Primary aldosteronism is mistakenly considered a “rare” disease. Not only is it the most common cause of secondary hypertension, its prevalence is in fact so high that it is now believed to play a significant role in what is usually considered “essential hypertension.”
To help address these issues, the Primary Aldosteronism Foundation is committed to creating the paradigm shift that will lead to optimum diagnosis and treatment of the disease by raising awareness, fostering research, and providing support to patients and healthcare professionals worldwide.
To achieve our mission, we focus on areas at the intersection of research, diagnosis, treatment and patient-oriented solutions by:
- In the general public, to reach out to potential patients;
- In public health and medical communities, to provide the knowledge translation needed to effectively detect and treat the disease.
- To improve understanding of primary aldosteronism;
- To find more effective ways to diagnose and treat the disease.

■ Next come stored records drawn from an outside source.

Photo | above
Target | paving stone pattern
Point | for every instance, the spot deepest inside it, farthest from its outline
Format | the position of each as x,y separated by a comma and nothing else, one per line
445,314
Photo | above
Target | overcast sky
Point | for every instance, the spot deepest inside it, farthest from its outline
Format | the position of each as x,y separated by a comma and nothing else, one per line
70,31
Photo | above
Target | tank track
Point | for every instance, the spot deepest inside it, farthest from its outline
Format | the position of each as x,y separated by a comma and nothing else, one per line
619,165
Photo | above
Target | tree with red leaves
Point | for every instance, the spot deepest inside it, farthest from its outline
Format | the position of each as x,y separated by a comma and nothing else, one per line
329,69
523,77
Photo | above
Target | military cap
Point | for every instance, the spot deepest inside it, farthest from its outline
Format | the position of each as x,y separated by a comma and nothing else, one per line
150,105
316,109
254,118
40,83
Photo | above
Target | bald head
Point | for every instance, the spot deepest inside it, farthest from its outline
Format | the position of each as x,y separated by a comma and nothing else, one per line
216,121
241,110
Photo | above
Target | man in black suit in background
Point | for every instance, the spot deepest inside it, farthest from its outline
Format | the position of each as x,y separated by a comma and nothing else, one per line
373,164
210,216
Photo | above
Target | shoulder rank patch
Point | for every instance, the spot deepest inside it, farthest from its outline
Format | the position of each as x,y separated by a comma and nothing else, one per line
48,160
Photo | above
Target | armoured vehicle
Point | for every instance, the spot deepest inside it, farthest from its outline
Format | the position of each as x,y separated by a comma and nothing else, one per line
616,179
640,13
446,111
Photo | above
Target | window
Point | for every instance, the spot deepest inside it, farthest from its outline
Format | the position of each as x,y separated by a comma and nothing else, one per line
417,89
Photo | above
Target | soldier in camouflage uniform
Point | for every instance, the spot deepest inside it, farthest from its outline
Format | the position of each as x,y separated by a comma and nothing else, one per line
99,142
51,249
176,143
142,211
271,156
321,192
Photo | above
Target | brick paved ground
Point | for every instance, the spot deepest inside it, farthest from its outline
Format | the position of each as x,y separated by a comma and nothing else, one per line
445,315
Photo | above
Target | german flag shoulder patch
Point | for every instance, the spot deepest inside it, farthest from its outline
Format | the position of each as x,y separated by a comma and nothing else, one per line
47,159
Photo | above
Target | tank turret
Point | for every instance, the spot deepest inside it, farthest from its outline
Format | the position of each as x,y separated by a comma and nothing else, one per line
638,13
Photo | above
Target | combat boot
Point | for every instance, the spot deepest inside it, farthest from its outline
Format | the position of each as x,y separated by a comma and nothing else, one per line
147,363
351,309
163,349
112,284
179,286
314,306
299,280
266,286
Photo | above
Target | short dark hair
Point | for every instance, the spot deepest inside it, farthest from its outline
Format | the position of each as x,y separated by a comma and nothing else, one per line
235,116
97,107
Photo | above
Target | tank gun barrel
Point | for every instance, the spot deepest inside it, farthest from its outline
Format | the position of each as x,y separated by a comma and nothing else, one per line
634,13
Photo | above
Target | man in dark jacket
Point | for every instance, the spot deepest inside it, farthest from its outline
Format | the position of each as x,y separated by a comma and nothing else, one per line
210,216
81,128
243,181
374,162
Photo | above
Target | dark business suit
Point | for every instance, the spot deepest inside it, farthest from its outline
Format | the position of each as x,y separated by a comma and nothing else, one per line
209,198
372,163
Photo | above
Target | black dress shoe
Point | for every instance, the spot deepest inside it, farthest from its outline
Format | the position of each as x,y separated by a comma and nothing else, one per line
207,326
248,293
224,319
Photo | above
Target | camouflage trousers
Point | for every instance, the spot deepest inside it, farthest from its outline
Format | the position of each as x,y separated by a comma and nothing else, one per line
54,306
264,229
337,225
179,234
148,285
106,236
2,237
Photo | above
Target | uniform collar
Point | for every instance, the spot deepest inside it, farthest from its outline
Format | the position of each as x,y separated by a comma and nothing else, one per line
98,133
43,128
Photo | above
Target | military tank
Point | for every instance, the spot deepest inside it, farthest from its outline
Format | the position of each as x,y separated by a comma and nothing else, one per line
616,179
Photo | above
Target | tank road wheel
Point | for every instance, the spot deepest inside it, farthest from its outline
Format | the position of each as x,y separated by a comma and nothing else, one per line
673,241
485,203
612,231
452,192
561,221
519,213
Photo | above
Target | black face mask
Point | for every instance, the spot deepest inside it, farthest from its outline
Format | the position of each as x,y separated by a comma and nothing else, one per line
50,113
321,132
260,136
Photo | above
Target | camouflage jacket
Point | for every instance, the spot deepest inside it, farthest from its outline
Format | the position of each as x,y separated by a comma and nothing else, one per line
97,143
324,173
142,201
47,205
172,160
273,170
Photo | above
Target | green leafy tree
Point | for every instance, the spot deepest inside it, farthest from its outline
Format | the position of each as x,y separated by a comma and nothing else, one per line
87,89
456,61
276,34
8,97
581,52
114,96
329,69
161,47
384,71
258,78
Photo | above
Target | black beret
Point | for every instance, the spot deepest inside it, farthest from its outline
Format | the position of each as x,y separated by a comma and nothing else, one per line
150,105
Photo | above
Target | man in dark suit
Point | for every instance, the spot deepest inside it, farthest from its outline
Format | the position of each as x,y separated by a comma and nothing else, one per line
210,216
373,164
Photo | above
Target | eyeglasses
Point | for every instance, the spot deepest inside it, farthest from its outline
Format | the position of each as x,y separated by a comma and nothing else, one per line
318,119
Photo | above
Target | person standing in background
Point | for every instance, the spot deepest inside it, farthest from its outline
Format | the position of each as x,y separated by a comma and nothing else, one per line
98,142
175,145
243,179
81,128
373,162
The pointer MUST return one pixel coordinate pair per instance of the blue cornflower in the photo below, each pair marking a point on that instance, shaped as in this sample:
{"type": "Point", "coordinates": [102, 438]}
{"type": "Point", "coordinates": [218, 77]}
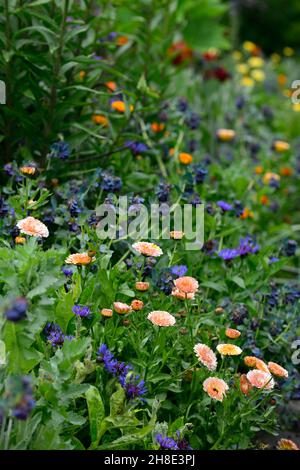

Encouraging early diagnosis and treatment:
- To prevent patients from suffering end-organ damage and other complications of the disease;
- To help address the issue at the public health level and further research, starting with the allocation of adequate funding.
Working with regional, national, and international healthcare organizations:
- To improve the availability of care by building a Specialists Network and locating Centers of Excellence;
- To improve the quality of care by disseminating standards and guidelines.
Being a central source of information for patients and healthcare professionals.
- To be a voice for patients;
- To foster patient collaboration and the inclusion of patients’ experience in the research process.